"The name I often bring up in talking about Frank," says White Sox hitting coach Walt Hriniak, "is Joey Cora." Say what? Cora is the 5'7" Chicago second baseman, who has two career homers—both of them this year. "When I tell people that," continues Hriniak, "I'm trying to make the point that Frank approaches each at bat, each pitch, with a purpose. Nobody on this ball club has a bigger heart than Joey, but Frank comes close. I have never seen him give up an at bat, no matter if we're 10 runs ahead or he's already gotten his four hits or two homers. He has an intense hatred of failure."
Says White Sox leftfielder Tim Raines, one of Thomas's closest friends, "Nobody will ever demand more of Frank than Frank does. He's like Dr. Jekyll and Mr. Hyde. Off the field he's sweet and nice. On the field, well, you should hear some of the things he says about himself after a strikeout."
Thomas has a rather simple explanation for his psyche: "I guess you could say a lot of little hurts went into making The Big Hurt." He grew up in Columbus, Ga., the youngest of Frank and Charlie Mae Thomas's five kids. "I hung out with my older brother and his friends, and I got pushed around a lot until I started pushing back." He starred in the three big sports at Columbus High, but for some reason no baseball team drafted him, so he went to Auburn on a football scholarship. "I would've signed to play baseball, but nobody wanted me. Turned out, though, that Auburn made me a man," Thomas says. After catching three passes as a freshman tight end, he devoted his full athletic attention to baseball.
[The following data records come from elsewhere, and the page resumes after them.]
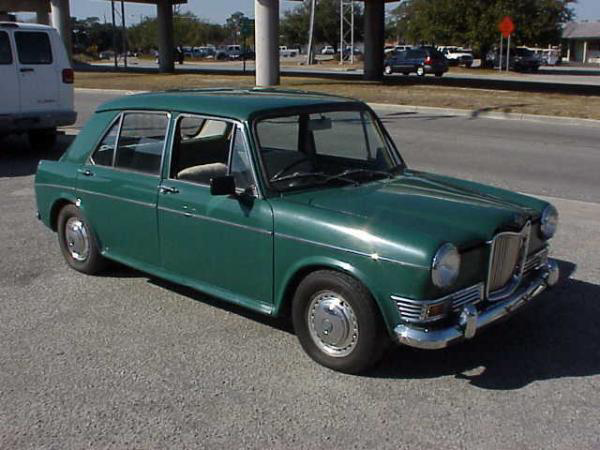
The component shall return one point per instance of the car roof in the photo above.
(235, 103)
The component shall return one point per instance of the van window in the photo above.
(141, 142)
(5, 52)
(33, 47)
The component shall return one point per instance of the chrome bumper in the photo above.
(471, 320)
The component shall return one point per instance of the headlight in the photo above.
(549, 221)
(445, 266)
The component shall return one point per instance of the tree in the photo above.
(294, 25)
(474, 22)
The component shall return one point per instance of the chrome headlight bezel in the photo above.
(549, 222)
(445, 266)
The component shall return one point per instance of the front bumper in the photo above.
(471, 320)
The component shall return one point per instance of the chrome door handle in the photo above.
(168, 190)
(86, 172)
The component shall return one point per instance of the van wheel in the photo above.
(78, 243)
(337, 322)
(42, 139)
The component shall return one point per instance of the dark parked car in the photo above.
(521, 60)
(421, 61)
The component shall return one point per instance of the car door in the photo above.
(118, 187)
(10, 103)
(222, 244)
(39, 77)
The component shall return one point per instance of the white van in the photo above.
(36, 82)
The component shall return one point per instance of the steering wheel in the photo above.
(288, 167)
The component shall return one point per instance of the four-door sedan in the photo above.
(292, 203)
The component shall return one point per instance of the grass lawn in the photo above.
(550, 104)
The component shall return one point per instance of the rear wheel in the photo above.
(42, 139)
(78, 243)
(337, 322)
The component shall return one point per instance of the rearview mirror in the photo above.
(222, 185)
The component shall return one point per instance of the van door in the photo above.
(9, 87)
(37, 71)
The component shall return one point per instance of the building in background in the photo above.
(581, 41)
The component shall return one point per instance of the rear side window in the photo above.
(103, 156)
(33, 47)
(141, 142)
(5, 52)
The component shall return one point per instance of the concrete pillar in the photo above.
(266, 14)
(61, 20)
(43, 12)
(374, 39)
(166, 45)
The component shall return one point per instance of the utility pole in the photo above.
(310, 54)
(347, 29)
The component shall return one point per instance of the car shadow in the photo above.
(17, 158)
(556, 337)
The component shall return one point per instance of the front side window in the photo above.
(33, 47)
(208, 148)
(5, 51)
(322, 147)
(141, 142)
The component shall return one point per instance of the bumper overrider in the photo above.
(471, 320)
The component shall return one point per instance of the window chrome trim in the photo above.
(214, 219)
(372, 256)
(237, 125)
(114, 197)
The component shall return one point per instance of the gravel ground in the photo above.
(128, 361)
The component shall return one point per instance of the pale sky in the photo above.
(218, 11)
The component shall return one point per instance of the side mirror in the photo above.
(222, 185)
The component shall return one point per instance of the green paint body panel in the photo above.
(253, 252)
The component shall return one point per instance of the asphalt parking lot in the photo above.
(124, 360)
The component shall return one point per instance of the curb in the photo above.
(474, 114)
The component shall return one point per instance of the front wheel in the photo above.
(337, 322)
(78, 243)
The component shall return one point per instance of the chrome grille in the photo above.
(418, 310)
(506, 262)
(536, 260)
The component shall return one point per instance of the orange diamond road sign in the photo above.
(506, 26)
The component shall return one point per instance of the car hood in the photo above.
(429, 207)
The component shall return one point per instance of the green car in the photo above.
(296, 204)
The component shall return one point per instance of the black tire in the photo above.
(42, 139)
(369, 339)
(91, 262)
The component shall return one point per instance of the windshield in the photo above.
(324, 148)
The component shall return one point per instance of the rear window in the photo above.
(5, 52)
(33, 47)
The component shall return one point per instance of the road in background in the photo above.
(124, 360)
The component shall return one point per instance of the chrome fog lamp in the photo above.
(549, 222)
(445, 266)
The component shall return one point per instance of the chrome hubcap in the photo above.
(332, 324)
(76, 237)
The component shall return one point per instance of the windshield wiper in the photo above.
(349, 172)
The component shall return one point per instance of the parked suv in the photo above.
(37, 83)
(421, 61)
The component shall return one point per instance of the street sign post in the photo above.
(506, 28)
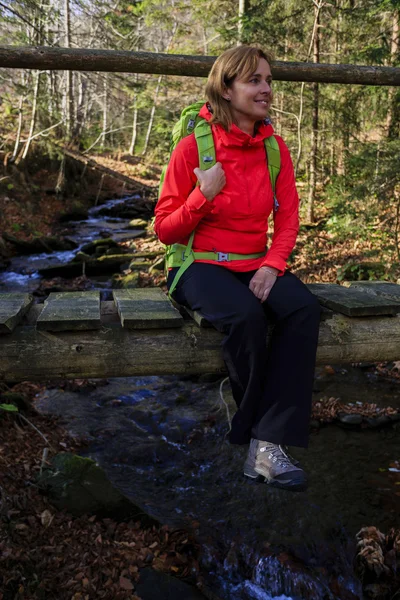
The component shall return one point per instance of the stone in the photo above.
(156, 585)
(77, 212)
(350, 419)
(137, 224)
(79, 486)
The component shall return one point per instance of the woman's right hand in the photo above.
(211, 181)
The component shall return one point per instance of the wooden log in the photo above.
(146, 308)
(66, 311)
(13, 306)
(112, 351)
(118, 61)
(353, 301)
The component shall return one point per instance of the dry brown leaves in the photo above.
(377, 561)
(45, 553)
(327, 410)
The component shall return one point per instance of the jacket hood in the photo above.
(236, 136)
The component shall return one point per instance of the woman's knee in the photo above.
(252, 317)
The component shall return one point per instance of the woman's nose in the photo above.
(266, 88)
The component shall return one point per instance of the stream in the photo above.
(161, 441)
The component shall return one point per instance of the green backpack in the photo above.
(178, 255)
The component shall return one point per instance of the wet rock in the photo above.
(99, 266)
(80, 486)
(125, 281)
(137, 224)
(40, 244)
(18, 400)
(350, 419)
(154, 585)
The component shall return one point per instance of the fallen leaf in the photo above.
(46, 518)
(125, 583)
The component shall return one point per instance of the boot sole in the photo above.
(292, 487)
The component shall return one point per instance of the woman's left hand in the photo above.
(262, 282)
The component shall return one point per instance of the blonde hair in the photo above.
(237, 62)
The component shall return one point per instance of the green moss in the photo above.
(339, 326)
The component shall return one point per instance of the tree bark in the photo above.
(33, 118)
(118, 61)
(314, 132)
(33, 355)
(393, 117)
(243, 8)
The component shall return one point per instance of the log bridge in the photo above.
(140, 332)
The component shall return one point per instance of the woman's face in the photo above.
(250, 98)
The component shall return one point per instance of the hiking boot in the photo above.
(271, 463)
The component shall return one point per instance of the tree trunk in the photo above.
(105, 111)
(34, 114)
(18, 136)
(134, 125)
(314, 132)
(393, 116)
(243, 8)
(153, 110)
(69, 92)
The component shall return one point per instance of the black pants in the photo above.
(272, 389)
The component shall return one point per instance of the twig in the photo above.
(44, 459)
(221, 395)
(35, 428)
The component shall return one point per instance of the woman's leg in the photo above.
(284, 408)
(224, 298)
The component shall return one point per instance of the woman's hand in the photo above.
(262, 282)
(211, 181)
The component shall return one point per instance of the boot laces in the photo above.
(278, 455)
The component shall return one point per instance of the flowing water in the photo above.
(162, 441)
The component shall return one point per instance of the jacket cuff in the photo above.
(197, 202)
(276, 263)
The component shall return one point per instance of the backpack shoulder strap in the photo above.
(205, 145)
(274, 159)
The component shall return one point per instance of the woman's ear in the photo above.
(226, 95)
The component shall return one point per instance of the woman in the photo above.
(228, 208)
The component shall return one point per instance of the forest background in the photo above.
(344, 139)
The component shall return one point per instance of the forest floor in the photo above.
(323, 253)
(42, 549)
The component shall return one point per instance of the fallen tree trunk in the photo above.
(118, 61)
(112, 351)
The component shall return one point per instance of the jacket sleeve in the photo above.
(181, 204)
(286, 218)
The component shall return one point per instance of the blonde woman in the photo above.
(241, 285)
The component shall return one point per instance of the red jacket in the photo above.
(236, 220)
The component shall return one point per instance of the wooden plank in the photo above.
(146, 308)
(352, 302)
(380, 289)
(65, 311)
(13, 306)
(34, 355)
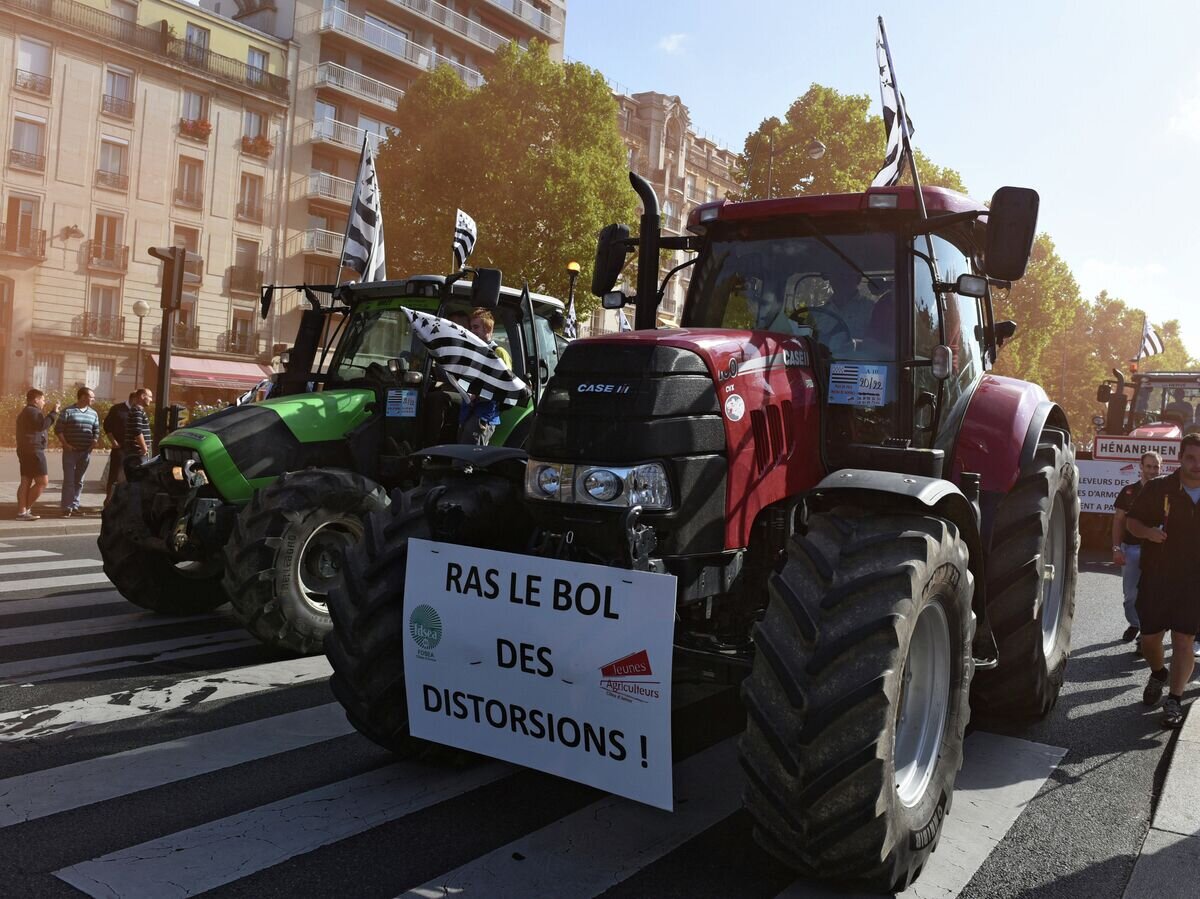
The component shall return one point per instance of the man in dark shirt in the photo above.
(33, 425)
(1127, 547)
(1167, 519)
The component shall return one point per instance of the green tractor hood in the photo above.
(246, 447)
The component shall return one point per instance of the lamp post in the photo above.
(141, 309)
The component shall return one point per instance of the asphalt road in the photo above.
(303, 805)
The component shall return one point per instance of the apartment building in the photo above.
(353, 61)
(684, 167)
(129, 124)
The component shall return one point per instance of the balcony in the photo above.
(244, 279)
(99, 327)
(28, 161)
(97, 25)
(118, 107)
(323, 186)
(28, 243)
(339, 133)
(531, 16)
(383, 40)
(250, 211)
(189, 198)
(33, 83)
(108, 257)
(239, 342)
(317, 243)
(112, 180)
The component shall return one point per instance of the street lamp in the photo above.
(141, 309)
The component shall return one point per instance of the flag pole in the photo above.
(354, 196)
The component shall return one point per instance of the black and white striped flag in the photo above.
(463, 239)
(893, 108)
(1151, 343)
(363, 250)
(469, 364)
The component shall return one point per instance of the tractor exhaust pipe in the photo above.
(646, 310)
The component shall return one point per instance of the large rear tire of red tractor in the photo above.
(148, 579)
(366, 645)
(1032, 569)
(857, 702)
(288, 549)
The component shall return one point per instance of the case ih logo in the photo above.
(628, 678)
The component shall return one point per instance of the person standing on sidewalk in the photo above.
(78, 429)
(1127, 547)
(1167, 519)
(33, 424)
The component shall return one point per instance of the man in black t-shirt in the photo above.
(1127, 547)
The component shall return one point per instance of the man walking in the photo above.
(1127, 547)
(78, 429)
(1167, 519)
(33, 424)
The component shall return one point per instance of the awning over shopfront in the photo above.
(215, 373)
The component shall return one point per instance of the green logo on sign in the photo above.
(425, 627)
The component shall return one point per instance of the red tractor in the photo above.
(870, 531)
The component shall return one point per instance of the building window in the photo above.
(190, 183)
(33, 66)
(250, 198)
(113, 171)
(28, 144)
(48, 371)
(100, 377)
(118, 93)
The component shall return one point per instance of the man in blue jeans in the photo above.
(78, 429)
(1127, 547)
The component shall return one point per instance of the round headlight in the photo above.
(547, 480)
(603, 485)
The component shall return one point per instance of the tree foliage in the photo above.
(534, 156)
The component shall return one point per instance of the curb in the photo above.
(1170, 856)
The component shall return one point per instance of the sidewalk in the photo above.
(1169, 863)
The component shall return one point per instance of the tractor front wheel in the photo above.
(147, 577)
(857, 702)
(289, 547)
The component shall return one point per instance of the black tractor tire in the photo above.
(1032, 569)
(148, 579)
(366, 646)
(288, 547)
(864, 604)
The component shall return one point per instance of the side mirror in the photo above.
(942, 361)
(611, 251)
(971, 286)
(485, 289)
(1012, 225)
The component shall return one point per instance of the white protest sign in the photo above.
(1101, 480)
(1133, 448)
(559, 666)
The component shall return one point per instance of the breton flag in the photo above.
(363, 250)
(893, 108)
(467, 361)
(1151, 343)
(463, 239)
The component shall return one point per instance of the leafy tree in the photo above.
(855, 144)
(534, 156)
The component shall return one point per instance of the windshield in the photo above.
(835, 288)
(1164, 401)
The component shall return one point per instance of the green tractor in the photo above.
(256, 504)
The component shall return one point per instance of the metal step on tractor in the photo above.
(258, 503)
(868, 529)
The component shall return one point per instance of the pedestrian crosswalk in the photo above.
(195, 760)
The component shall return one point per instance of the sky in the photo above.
(1096, 106)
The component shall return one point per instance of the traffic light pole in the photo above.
(174, 261)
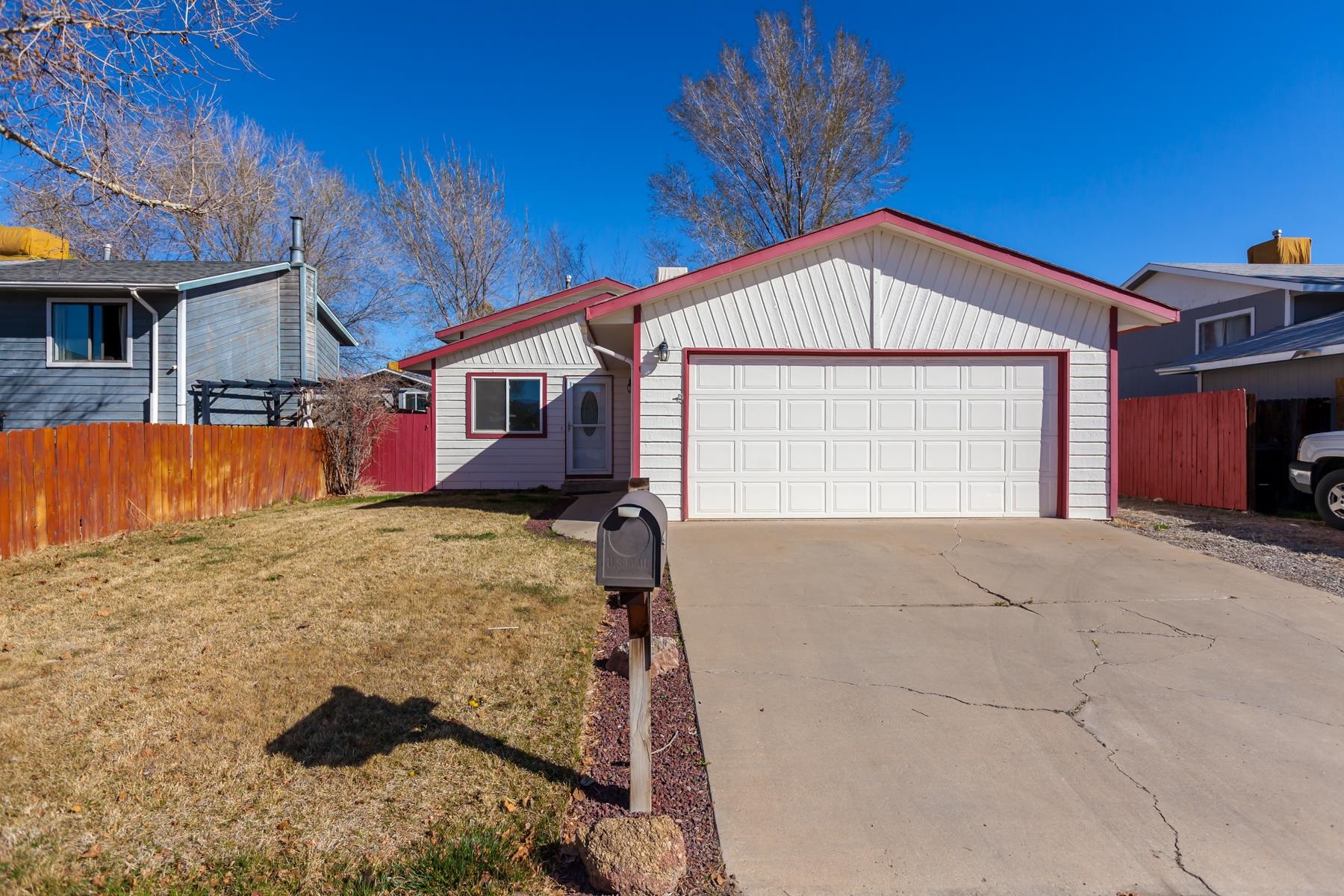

In 1988 he was on the U.S. National Team, but—get this—he was cut before the team went to the Olympics in Seoul. "I couldn't believe it either," says Thomas.
Even after the White Sox made him the seventh pick in the 1989 draft, he had trouble convincing people of how good he was. He made juice out of the Grapefruit League in 1990, but he started the regular season in Double A. The following year, his first full one in the majors, he hit .318 with 32 homers, 109 RBIs and 138 walks, but the Sox still gave him a hard time over his contract.
Last year Thomas batted .323 with 115 RBIs, but he finished eighth in the MVP voting, and some Chicago fans professed disappointment in his 24 home runs. Perhaps they did not realize that he had shared the league lead in doubles, with 46, and that sometimes a Big Hurt double is just a homer that hits the fence while it's still climbing. Says Thomas, "I also got a little tired of hearing 'Yeah, but he can't field.' " So in the off-season Thomas worked on his defense and made himself even stronger through weight training.
The results of that regimen have been readily apparent. While he's not going to remind any Chicagoans of Cap Anson around the bag, he is a damn sight better than Zeke Bonura, the lumbering legend whose club RBI record (138, in 1936) Thomas is chasing. "My favorite moment this year was a play I made at first," Thomas says. "I dove to my right, then threw home to get the runner. I don't think I could have made that play before this year."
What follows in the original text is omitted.